[
https://issues.apache.org/jira/browse/IMPALA-14804?page=com.atlassian.jira.plugin.system.issuetabpanels:comment-tabpanel&focusedCommentId=18078367#comment-18078367
]
ASF subversion and git services commented on IMPALA-14804:
----------------------------------------------------------
Commit 042b915c9ec7feb0398bdec84027e908ada59725 in impala's branch
refs/heads/master from Csaba Ringhofer
[ https://gitbox.apache.org/repos/asf?p=impala.git;h=042b915c9 ]
IMPALA-14804: Improve incremental refresh of Iceberg tables
Instead of getting all files in the table with planFiles() only
check files added in the snapshots since the last loaded one.
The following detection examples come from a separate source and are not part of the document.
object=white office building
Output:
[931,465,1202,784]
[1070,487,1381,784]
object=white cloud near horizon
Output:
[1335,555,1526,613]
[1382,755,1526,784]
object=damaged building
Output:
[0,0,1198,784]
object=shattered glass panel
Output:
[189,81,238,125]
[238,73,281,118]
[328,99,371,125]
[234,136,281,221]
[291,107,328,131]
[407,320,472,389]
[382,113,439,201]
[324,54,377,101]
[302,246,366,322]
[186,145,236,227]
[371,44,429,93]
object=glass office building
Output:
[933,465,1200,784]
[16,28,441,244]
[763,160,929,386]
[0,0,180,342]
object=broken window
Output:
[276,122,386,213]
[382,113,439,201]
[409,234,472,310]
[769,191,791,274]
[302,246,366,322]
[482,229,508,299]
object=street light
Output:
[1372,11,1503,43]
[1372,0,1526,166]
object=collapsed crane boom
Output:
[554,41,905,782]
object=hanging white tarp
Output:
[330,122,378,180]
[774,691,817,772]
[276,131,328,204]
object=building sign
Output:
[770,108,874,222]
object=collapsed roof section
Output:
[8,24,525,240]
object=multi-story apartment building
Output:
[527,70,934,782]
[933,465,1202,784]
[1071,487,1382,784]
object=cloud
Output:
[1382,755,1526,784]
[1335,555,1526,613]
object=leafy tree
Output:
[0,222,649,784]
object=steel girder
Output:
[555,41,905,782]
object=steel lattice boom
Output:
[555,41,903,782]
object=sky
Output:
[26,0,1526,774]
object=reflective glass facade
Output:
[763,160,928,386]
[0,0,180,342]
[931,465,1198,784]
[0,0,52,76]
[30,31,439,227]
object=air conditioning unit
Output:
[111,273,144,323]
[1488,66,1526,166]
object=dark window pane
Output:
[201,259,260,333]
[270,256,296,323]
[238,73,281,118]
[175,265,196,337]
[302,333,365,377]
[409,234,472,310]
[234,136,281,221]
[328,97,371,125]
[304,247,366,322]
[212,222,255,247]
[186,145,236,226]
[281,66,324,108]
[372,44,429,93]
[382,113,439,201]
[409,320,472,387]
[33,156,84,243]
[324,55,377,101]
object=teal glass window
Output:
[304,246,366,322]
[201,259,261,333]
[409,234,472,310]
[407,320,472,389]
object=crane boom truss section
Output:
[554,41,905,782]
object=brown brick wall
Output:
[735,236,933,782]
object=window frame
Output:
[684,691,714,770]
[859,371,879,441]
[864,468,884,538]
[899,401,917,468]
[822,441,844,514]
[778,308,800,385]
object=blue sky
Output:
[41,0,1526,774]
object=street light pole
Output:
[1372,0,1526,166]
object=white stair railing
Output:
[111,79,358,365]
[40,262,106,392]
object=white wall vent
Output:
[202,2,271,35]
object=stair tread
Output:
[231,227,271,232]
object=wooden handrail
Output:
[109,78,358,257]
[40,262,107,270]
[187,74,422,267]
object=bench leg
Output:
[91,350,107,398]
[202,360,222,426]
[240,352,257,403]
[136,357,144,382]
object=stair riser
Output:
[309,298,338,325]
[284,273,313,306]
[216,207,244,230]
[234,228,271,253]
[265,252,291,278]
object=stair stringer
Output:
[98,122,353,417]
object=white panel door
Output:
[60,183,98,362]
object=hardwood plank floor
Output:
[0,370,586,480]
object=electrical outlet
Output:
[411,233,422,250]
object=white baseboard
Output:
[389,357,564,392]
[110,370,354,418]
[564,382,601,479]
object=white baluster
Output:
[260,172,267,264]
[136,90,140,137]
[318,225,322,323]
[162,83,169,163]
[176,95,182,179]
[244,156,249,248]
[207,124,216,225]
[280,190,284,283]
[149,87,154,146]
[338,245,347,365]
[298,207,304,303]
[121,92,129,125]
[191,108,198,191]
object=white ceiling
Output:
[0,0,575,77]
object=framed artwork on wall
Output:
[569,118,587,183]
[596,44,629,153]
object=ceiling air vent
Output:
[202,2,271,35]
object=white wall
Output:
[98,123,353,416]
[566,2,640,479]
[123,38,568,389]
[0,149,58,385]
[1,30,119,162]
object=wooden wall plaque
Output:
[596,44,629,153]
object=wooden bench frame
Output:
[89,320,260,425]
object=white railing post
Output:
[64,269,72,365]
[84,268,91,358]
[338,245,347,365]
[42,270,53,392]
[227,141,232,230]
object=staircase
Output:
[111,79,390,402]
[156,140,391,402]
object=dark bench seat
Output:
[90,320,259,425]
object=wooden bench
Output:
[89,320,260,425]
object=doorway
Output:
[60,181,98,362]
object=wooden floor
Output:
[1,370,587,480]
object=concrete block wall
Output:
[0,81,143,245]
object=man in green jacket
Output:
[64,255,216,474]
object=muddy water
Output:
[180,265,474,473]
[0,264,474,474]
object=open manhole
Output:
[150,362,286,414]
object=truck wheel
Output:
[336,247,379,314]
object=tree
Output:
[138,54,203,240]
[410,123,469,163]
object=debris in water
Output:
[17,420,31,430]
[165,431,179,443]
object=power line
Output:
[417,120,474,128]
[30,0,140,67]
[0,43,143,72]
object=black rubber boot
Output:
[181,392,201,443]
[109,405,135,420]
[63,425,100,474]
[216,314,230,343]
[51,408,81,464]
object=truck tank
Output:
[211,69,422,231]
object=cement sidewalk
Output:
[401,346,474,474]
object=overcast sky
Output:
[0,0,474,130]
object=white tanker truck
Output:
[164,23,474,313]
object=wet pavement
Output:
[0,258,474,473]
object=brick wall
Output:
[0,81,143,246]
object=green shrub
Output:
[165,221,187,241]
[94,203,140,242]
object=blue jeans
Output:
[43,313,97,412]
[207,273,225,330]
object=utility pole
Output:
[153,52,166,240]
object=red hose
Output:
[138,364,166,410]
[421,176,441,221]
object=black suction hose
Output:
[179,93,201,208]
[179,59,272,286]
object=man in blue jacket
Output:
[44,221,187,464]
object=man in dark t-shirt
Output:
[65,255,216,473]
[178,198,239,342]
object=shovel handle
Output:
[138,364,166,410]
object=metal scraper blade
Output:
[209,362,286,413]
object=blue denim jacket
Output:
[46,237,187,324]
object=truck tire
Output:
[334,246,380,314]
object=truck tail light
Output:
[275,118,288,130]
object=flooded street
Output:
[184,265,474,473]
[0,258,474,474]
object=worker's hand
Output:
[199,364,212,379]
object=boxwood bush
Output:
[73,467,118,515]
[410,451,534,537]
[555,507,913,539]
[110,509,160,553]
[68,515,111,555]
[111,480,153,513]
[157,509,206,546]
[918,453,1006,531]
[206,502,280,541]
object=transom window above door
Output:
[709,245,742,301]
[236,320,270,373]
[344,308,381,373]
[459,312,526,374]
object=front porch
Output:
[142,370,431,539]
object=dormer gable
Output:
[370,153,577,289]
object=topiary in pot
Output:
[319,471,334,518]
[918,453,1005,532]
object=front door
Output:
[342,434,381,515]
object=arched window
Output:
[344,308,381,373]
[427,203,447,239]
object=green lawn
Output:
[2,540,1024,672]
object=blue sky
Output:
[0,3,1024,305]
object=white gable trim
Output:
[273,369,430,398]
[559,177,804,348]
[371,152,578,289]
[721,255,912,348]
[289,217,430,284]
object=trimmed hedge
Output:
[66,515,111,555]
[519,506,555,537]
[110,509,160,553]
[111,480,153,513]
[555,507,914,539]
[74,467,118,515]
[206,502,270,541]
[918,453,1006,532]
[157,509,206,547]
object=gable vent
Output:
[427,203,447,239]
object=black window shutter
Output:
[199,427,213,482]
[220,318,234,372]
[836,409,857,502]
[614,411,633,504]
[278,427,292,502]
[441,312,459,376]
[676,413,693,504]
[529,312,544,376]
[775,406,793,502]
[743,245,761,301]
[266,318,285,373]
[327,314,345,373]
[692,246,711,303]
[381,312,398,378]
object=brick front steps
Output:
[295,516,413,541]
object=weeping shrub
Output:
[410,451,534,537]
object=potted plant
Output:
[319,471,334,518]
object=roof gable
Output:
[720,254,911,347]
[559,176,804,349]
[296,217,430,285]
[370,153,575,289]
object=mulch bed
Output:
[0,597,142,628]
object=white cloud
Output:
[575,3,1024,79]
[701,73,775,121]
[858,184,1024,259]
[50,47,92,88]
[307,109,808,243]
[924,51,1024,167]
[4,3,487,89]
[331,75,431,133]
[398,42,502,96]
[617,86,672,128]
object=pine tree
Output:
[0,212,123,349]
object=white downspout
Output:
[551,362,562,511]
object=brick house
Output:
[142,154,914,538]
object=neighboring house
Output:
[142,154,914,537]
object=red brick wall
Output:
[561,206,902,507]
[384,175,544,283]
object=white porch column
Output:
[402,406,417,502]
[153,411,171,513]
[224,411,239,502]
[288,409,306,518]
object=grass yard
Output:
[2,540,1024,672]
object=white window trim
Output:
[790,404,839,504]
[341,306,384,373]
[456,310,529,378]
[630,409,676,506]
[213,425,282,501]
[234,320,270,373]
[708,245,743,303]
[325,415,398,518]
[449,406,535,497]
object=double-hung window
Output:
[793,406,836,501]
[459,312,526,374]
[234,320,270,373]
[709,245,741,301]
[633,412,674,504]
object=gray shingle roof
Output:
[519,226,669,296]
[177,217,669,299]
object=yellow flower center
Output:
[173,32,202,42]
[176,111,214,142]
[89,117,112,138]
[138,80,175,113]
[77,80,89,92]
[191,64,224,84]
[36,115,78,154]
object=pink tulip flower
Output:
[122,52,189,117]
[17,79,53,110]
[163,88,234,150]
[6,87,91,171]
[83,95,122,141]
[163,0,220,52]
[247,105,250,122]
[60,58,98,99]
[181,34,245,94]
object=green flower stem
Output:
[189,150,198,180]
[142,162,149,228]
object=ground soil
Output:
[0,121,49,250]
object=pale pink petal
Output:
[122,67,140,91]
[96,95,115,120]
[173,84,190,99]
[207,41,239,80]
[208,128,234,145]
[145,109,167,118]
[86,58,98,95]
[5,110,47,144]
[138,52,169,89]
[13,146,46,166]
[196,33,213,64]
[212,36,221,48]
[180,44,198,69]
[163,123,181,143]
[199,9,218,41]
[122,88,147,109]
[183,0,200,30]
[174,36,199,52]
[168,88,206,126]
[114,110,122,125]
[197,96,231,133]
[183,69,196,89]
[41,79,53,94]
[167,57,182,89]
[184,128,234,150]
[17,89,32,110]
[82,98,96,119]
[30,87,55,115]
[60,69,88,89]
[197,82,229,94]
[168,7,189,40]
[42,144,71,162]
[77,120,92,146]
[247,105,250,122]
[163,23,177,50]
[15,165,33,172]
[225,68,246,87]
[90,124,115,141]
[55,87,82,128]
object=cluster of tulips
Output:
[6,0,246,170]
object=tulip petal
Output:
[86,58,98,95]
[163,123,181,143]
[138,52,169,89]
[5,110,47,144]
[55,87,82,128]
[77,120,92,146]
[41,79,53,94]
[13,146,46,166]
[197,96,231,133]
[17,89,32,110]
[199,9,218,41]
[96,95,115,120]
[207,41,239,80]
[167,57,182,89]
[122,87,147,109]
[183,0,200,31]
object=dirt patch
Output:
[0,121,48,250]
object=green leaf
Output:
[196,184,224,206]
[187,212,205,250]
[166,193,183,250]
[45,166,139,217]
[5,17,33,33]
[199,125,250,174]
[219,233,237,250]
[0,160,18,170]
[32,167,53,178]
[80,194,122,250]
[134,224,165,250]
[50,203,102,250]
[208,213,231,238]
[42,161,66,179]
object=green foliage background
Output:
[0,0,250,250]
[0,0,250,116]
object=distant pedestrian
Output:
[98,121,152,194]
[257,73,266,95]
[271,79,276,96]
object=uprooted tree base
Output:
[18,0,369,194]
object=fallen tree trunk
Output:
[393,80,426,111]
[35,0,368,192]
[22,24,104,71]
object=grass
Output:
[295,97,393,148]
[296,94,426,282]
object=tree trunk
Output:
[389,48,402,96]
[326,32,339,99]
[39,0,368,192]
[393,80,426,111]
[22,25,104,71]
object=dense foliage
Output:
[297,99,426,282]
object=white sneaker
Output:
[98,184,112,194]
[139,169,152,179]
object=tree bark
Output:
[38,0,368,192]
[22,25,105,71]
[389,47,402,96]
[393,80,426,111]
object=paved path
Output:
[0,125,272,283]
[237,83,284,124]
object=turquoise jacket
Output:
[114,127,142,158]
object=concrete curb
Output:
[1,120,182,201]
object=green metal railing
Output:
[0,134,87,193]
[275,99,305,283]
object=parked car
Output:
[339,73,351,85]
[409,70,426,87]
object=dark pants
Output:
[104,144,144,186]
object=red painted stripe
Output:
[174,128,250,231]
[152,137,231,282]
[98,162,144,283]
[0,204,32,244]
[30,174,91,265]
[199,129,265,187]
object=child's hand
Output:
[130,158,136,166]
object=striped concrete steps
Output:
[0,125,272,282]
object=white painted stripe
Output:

This is valid only if all changes are appends - if there are
deletes or compactions (replace), then the old logic is used.
If the snapshot didn't change (e.g. table property change),
then the whole file loading is skipped.
Note that getting file statuses from FS was already optimized
by reusing file descriptors of already loaded files.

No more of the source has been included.